Hypotheekrente tien jaar vast of dertig?

Toch kan het interessant zijn om te kijken naar het financiële voordeel van renteverschillen op de kortere en langere termijn. In de nieuwsbrief van deze week geeft intermediair De Hypotheekshop het volgende voorbeeld.

Stel je moet kiezen tussen een rentevaste periode van 10 jaar (tegen gemiddeld 1,88 procent) en eentje van 30 jaar (tegen gemiddeld 3,1 procent.)

In het geval van een annuïtaire hypotheek van twee ton loopt het verschil in de netto maandlasten op van 35 euro per maand tot 50 euro per maand, zo blijkt uit onderstaande tabel.

In totaal is het netto financiële voordeel van 10 jaar vastzetten versus 30 jaar vastzetten van de hypotheekrente zo'n 5.000 euro na tien jaar.

De suggestie van De Hypotheekshop is dat je het voordeel van de lagere rentelasten niet spendeert, maar apart zet.

Anders gezegd: als je de rente tien jaar lang vastzet en in die periode een extra spaarbuffer opbouwt van 5.000 euro, kun je die inzetten als blijkt dat de hypotheekrente na tien jaar is gestegen.
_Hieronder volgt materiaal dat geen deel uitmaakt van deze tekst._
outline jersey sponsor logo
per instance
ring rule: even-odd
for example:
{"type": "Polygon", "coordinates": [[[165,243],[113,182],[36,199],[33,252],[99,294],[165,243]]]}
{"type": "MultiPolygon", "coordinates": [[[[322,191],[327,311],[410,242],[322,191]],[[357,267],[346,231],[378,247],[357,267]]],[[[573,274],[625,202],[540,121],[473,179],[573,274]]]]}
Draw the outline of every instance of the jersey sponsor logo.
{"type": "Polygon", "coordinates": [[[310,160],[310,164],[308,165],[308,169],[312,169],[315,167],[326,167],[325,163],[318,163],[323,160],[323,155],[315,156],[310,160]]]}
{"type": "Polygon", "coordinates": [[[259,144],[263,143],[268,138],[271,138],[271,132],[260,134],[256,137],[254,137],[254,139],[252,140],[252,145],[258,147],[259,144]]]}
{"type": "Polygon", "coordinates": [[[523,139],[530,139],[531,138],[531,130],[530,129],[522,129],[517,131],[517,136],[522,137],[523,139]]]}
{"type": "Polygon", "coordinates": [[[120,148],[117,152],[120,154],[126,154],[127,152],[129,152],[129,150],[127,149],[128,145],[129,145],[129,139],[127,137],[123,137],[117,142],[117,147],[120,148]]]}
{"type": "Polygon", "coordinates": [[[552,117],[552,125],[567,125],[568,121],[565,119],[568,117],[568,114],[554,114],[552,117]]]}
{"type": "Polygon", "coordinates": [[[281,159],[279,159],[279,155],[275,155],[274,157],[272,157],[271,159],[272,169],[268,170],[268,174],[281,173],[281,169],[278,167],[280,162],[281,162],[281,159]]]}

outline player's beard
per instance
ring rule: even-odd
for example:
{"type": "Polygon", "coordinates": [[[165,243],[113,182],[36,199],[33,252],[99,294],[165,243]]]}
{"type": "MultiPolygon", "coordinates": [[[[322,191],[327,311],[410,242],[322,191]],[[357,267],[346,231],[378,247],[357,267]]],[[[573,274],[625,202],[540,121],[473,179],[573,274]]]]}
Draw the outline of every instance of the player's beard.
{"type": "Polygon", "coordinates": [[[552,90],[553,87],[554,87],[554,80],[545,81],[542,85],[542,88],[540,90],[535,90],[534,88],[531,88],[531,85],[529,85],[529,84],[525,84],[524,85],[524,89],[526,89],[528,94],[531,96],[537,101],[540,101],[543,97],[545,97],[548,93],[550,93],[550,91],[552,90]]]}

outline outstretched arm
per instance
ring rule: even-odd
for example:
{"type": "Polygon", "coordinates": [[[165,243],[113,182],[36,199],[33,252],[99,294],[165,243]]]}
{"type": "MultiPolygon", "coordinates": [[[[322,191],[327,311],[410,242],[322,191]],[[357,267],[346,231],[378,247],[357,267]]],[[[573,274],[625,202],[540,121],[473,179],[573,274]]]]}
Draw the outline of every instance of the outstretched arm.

En als dat niet het geval is, kun je de buffer gebruiken voor extra aflossing, zodat het renterisico minder wordt.

Toch zitten er de nodige haken en ogen aan deze variant. Het vergt discipline om geld apart te zetten. En als de rente fors stijgt, is het de vraag of opgebouwde spaarbuffer hoog genoeg is.

Extra aflossing

De Hypotheekshop wijst ook op een ander verschil tussen een kortere en langere rentevaste periode. In het geval van een annuïteitenhypotheek is het zo dat je bij een lage rente in het begin relatief meer aflost dan bij een hogere rente. Dat zit zo.

Bij een annuïteitenhypotheek is de bruto maandlast steeds gelijk en bestaat die deels uit rente en deels uit aflossing. In het geval van een lagere hypotheekrente is het aandeel van de aflossing in de eerste fase wat hoger. In de bovenstaande voorbeeldtabel is te zien dat het verschil na tien jaar zo'n 7.000 euro bedraagt.

Zet je de rente dus tien jaar vast in plaats van twintig of dertig jaar, dan heb je na 10 jaar iets meer afgelost. Als je het voordeel van de lagere maandlast ook nog eens hebt opgespaard, kun je daarmee extra aflossen.

Punt blijft wel: bij de kortere rentevaste periode hou je een extra risico, mocht de hypotheekrente de komende jaren fors stijgen tot boven het niveau van de huidige 20- en 30-jarige rentes. Bovendien is de bovenstaande logica niet of veel minder van toepassing als je bijvoorbeeld een oudere spaarhypotheek hebt. Dan werkt het rente-effect heel anders.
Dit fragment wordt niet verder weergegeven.